I've just started learning Go as a very long time Rubyist. I really enjoy both languages for very different reasons. In Ruby, I can write code that really makes me happy to read. Enumerable is just wonderful. You can go a long way in Ruby without writing a single if statement. It's great. If I'm working on a solo-project, it's the language I'd choose every time. But working with inexperienced or people who "know" Ruby, but never adopted "the Ruby way" is a nightmare. Ruby code, written poorly, can be extremely brutal to follow. When the great deal of freedom Ruby offers isn't handled responsibly, a hot mess can ensue.

Go is the opposite. It's great, as you say, because it's dirt simple. It's a brutalist get-the-job-done kind of language, and I think if I were to start a company working with other engineers, I'd absolutely choose Go for that reason. It's easy to read. It's easy to reason about. And there's very little implicitness in it.

    with some being slower than others.
Do we all agree that in practice, these sort of micro-optimizations almost never matter?

It's certainly easy to think of situations where they do matter, but unless your project is FaaS (Fibonacci As A Service) probably not.

I've seen that more than a few cases where people used the wrong data structure (like array, for O(N)) look ups, instead of a hash.

All the inefficiencies add up, at scale. a 3% inefficiency means you're spending ~3% more on compute. CI takes longer. Dev velocity decreases.

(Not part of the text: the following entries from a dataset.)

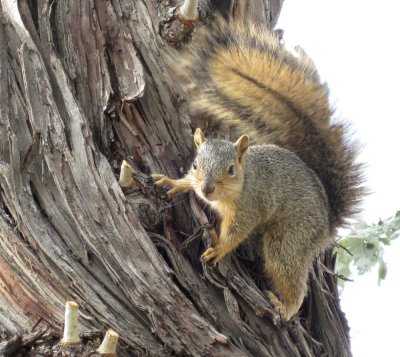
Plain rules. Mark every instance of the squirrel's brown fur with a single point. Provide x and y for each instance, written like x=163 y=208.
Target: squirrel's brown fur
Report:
x=298 y=190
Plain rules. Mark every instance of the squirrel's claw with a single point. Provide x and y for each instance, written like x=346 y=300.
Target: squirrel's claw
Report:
x=213 y=255
x=161 y=180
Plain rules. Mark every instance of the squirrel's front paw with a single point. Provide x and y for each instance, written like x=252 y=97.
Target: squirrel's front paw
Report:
x=212 y=254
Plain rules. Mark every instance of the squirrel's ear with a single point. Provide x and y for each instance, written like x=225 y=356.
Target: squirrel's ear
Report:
x=199 y=137
x=241 y=146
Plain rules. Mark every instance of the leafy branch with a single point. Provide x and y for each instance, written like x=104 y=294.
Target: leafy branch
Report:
x=364 y=247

> +1. I love golang, because for the most part, there is only 1 way to do something.

Are you aware that you're referencing the Python mantra with that? Feel free to Google it, it's from 2004.

There should be one-- and preferably only one --obvious way to do it.

    the Python mantra with that?
Offtopic but, I switched from Ruby to Python for a new job about six months ago.

While I love Ruby, I was looking forward to some of that "one way to do things" simplicity I'd been promised by Python.

Boy... were my hopes crushed. There are a lot of possible ways to do any given thing, from iteration to package/import structures, etc.

For the most part it seems like the proliferation of options in Python is pretty sane; I can generally see why each choice was made to address existing pain points. So kudos to Python for that. But man, did they leave "one way to do it" behind a loooong time ago.

That they did, indeed.

And they honestly never really adhered to it either. It was just a knee-jerk reaction to a (I believe Haskell) presentation that said something like "we got n ways to do x", where n was in the double digits and x was something extremely uninteresting like looping over an array.

Can't really recall details though, it was old knowledge by the time I Heard about it around 2010 and a quick Google didn't help me dig it up

How are there companies with Ruby source code making enough money to hire full time Ruby devs?
Ask GitHub, Shopify and Stripe.
Presumably by streamlining development so they can quickly deliver functionality to paying customers.